А еще, румыны начали возвращать дома тем, у кого они были отобраны Советской властью в период раскулачивания. Тогда же они и бабе Юле дом Колиного отца вернули, и бабе Вере - жене моего брата Сени, и деду, что жил напротив нашей хаты – Будыкину Карпу… всем, раскулаченным в нашем селе Советской властью людям, они вернули тогда хаты.
На время баба Киля замолчала, словно собираясь с мыслями, потом она снова заговорила:
- В те годы мы уже думали, что Советская власть рухнула навсегда, а румынская оккупация - это надолго... Наверное, поэтому, пытаясь выжить, мы вынуждены были как-то приспосабливаться к новым условиям оккупационной жизни, мы работали, дети наши подрастали, иногда даже близкие отношения между румынскими солдатами и нашими девчонками возникали.
- Что, любовь с оккупантами, что ли? – презрительно усмехнулся я.
Баба Киля, бросив на меня быстрый взгляд, горько усмехнулась.
- Тогда, внучек, было очень сложное для людей время, и судить об их поступках легко сейчас тем, кто не жил тогда – да, была и любовь.
Помню, тут один румынский солдат так активно обхаживал нашу Маню Онищенко, что это для нас всех чуть бедой не закончилось. Она была очень красивой девочкой, и тот румынский солдат был тоже ничего,… он ей со своей столовой продукты приносил и даже ночевать у нее иногда оставался. Наши, сельские ребята сначала пытались заставить Маню прекратить отношения с тем румыном, а потом, когда поняли, что это бесполезно, очень сильно побили и ее, и того солдата.

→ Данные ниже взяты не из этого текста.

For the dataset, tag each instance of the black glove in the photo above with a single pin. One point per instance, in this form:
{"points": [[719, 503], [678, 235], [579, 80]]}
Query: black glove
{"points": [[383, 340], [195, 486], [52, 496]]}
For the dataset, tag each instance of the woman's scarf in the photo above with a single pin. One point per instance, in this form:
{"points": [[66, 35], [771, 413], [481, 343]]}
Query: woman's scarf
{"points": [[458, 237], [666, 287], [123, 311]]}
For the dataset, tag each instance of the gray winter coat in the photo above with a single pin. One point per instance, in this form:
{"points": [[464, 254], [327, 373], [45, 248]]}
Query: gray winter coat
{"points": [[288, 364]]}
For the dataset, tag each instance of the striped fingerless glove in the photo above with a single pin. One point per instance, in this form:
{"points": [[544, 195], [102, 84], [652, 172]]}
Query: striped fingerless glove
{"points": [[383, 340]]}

Многие тогда думали, что нам румыны этого не простят, мы ждали расправы над всеми нами, но этого не случилось. Не знаю, что тот румынский солдат сказал своему начальству по поводу своего избитого вида, но румыны никого в селе не тронули. А солдат тот через несколько дней опять к Мане пришел и передал для избивших его ребят несколько бутылок немецкого шнапса и продукты.
Отношения между тем солдатом и Маней продолжались до самого ухода румынских войск. А тот румынский солдат так влюбился в Маню, что после войны он приехал к ней и, женившись, увез ее к себе – почему-то в Молдавию.
- Это, наверное, потому, - попытался внести я ясность, - что часть Румынии, на которой, наверное, раньше жил тот солдат, была присоединена к Молдавии.
- Ну, наверное… - согласилась со мной баба Киля и, через минуту она продолжила свой рассказ.
Нам, внучек, конечно же, было тогда противно осознавать, что мы живем в оккупации, что теперь румыны указывают нам, как здесь жить и на каком языке нам говорить. Мы, конечно же, желали победы в войне нашим детям, братьям и мужьям, но и возвращения нашей «родной» Советской власти мы не хотели... Нет!